The tail wagging the dog - Week 1
A slow week on the physical, but an interesting one in paper markets
As we deal with the hangover from celebrations in the last two weeks, with Europe and much of the US still not reporting to their desks (deal flows have been dead) you would be right to think that not much could happen in the oil market, and you would be wrong.
In trying to disect the recent breakout of the range (finally!) we need to look back a couple of weeks when the Dubai marker was overrun by the issuance of fresh Chinese import quotas for “teapots”, and State-run Sinochem received an oil import quota of 17.12 million metric tons for 2025, which will be for the group's eastern China refineries and of course Total Energies buying and pushing the benchmark hitting bids left and right, by now is no secret that Total was buying on behalf of the Chinese that don’t want to be seen in the open market.

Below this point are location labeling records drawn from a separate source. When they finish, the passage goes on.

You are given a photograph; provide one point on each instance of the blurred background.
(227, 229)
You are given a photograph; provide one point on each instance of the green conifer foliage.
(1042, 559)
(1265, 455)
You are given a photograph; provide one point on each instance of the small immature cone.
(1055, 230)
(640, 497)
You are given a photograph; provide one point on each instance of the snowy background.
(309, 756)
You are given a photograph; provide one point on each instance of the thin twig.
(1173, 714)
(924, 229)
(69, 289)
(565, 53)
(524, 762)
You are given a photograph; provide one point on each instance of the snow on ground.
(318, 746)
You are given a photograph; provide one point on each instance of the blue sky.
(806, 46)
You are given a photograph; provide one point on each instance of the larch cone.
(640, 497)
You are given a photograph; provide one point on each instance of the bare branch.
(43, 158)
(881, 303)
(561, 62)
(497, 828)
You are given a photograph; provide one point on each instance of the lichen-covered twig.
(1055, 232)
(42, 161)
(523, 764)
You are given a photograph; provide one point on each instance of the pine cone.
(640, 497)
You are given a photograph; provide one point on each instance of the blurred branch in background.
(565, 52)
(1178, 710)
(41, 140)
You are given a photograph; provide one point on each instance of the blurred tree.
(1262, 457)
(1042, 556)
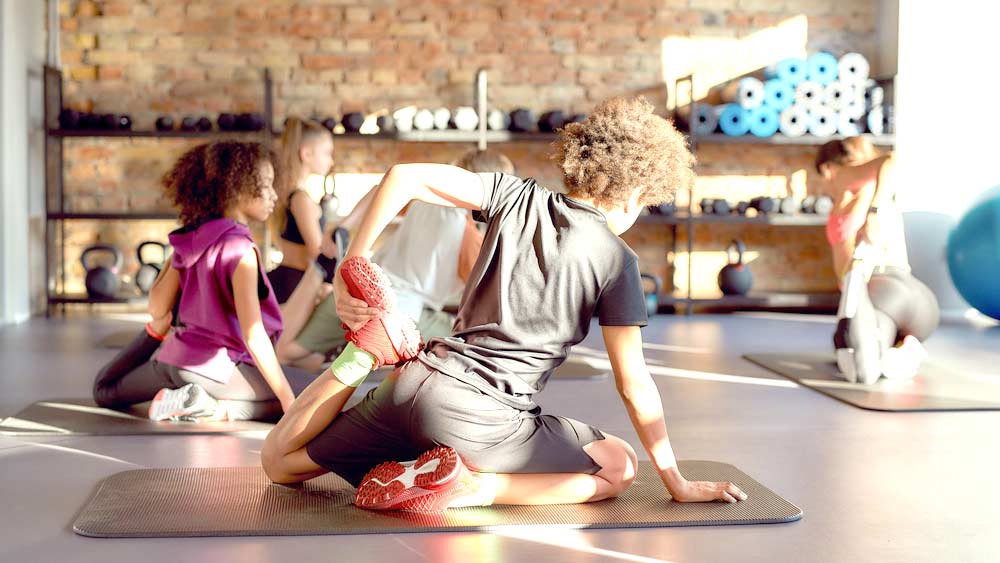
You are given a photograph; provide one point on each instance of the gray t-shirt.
(547, 264)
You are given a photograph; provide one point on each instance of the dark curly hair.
(210, 178)
(622, 146)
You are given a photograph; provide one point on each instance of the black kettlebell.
(149, 270)
(102, 282)
(735, 277)
(653, 297)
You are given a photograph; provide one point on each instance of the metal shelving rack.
(55, 205)
(56, 213)
(687, 217)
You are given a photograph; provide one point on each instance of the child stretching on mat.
(463, 407)
(219, 363)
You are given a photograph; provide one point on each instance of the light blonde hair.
(851, 151)
(298, 132)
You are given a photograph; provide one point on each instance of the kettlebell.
(653, 297)
(102, 282)
(735, 278)
(149, 270)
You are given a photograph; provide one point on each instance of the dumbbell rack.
(56, 214)
(55, 209)
(689, 219)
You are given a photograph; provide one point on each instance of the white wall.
(947, 69)
(22, 51)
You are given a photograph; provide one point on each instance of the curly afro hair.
(210, 178)
(622, 146)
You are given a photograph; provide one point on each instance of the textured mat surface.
(933, 389)
(83, 417)
(575, 367)
(241, 501)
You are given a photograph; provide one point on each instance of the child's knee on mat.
(618, 463)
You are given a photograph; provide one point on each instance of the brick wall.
(331, 56)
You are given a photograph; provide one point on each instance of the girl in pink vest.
(219, 362)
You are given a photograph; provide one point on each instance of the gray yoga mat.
(241, 501)
(933, 389)
(82, 417)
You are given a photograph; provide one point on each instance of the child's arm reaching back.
(251, 324)
(642, 401)
(438, 184)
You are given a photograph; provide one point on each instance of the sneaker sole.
(160, 409)
(394, 486)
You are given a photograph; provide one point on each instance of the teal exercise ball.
(974, 254)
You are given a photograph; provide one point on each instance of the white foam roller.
(839, 95)
(853, 68)
(403, 118)
(794, 121)
(423, 120)
(442, 117)
(849, 126)
(823, 121)
(466, 119)
(747, 92)
(876, 121)
(496, 120)
(874, 96)
(707, 120)
(809, 94)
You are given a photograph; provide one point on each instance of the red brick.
(320, 62)
(110, 73)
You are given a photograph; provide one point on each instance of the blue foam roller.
(792, 70)
(734, 120)
(823, 68)
(778, 94)
(764, 121)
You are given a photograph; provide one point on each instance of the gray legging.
(134, 376)
(907, 301)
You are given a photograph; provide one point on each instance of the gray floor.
(874, 486)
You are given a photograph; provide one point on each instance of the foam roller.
(764, 121)
(794, 121)
(423, 120)
(853, 68)
(778, 94)
(734, 120)
(746, 92)
(823, 122)
(465, 119)
(809, 94)
(792, 70)
(823, 68)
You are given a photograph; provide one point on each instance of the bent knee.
(618, 462)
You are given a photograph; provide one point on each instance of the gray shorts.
(417, 408)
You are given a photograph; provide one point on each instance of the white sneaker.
(190, 402)
(903, 362)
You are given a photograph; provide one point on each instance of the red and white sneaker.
(430, 484)
(366, 281)
(391, 338)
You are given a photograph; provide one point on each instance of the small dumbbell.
(164, 123)
(353, 121)
(551, 121)
(522, 120)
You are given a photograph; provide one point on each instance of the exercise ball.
(974, 254)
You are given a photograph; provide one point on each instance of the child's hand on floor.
(355, 313)
(707, 491)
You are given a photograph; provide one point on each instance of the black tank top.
(293, 234)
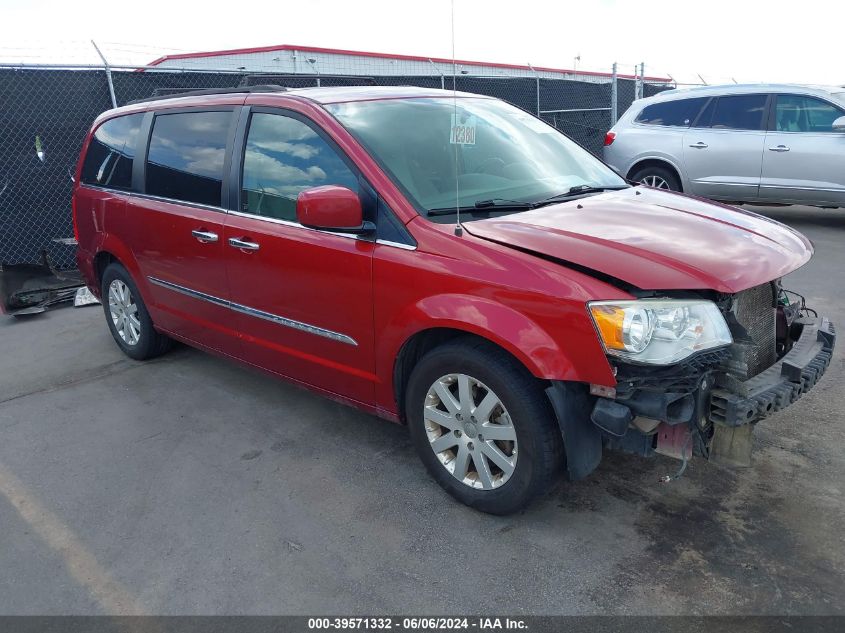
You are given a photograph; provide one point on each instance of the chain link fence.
(46, 111)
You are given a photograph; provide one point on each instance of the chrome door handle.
(204, 236)
(243, 244)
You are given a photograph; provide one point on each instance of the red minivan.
(450, 262)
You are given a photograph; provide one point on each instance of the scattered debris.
(84, 297)
(28, 289)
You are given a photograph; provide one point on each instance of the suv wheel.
(127, 316)
(657, 177)
(482, 426)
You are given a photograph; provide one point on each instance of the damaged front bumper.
(736, 403)
(697, 406)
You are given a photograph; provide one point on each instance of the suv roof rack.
(212, 91)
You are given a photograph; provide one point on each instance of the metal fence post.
(642, 79)
(438, 71)
(108, 74)
(537, 79)
(614, 96)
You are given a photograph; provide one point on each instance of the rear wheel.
(657, 177)
(482, 426)
(127, 316)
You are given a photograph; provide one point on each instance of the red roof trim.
(414, 58)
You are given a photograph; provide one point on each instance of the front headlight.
(659, 331)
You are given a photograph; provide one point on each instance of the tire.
(521, 410)
(134, 335)
(657, 177)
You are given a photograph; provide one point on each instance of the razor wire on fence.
(47, 111)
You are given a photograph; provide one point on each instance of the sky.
(718, 40)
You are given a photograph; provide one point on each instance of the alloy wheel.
(124, 312)
(655, 181)
(470, 431)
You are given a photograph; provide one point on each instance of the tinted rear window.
(108, 162)
(186, 156)
(738, 112)
(679, 113)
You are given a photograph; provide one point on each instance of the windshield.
(445, 154)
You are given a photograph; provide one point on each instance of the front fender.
(500, 324)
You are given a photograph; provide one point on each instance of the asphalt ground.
(192, 485)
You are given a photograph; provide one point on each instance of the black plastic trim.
(734, 403)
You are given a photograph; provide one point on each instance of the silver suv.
(763, 143)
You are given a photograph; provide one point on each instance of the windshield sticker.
(463, 130)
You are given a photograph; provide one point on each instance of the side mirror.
(332, 208)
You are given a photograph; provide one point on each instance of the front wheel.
(482, 426)
(127, 316)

That Dubai action was enough to set a floor on differentials across the board and set the stage for a nice build up, but is that enough to move things a step higher?
I would love to say that oil demand is exploding, Chinese helicopter money, oil production is collapsing and inventories are near tank bottoms..(well, that last part is true) but is not the case. I’m getting some winter 2023 vibes when oil was riding on the back of Natural Gas hysteria.
An Artic storm, gas transit through Ukraine halted after 50 years and a war that intensifies, talks about bombing Iran and the Trump wild card makes a perfect cocktail to derive prices on pure speculation.
It is still too early to tell but for all the talks about a Q1 with 1 Million barrels of surplus seems distant in the current environment, specially when we see crude inventories still dropping and refineries running hard for this time of the year. Product stocks are indeed building and that would be something the market will have to deal with sooner than later, but for now, refining margins are acceptable, market structure doesn’t incentivize to build stocks, though some cases like gasoline are the only way out, but market is choosing to ignore that and instead focus on gasoil/heating oil instead.
Fundamentally, in terms of flows, regional pricing, differentials not much changed from last two weeks, is kind of worrying that with freight rates exceptionally low most arbs remain closed, limiting trade opportunities. That could also explain why many are choosing to play flat price instead of spreads.
On the physical side, things are really quiet, proof of that is the absence of major players in the North Sea window. The loading programme for Feb BFOET looks smaller in 200kbd, due to a pipeline maintenance and a cargo that has been frontloaded to January.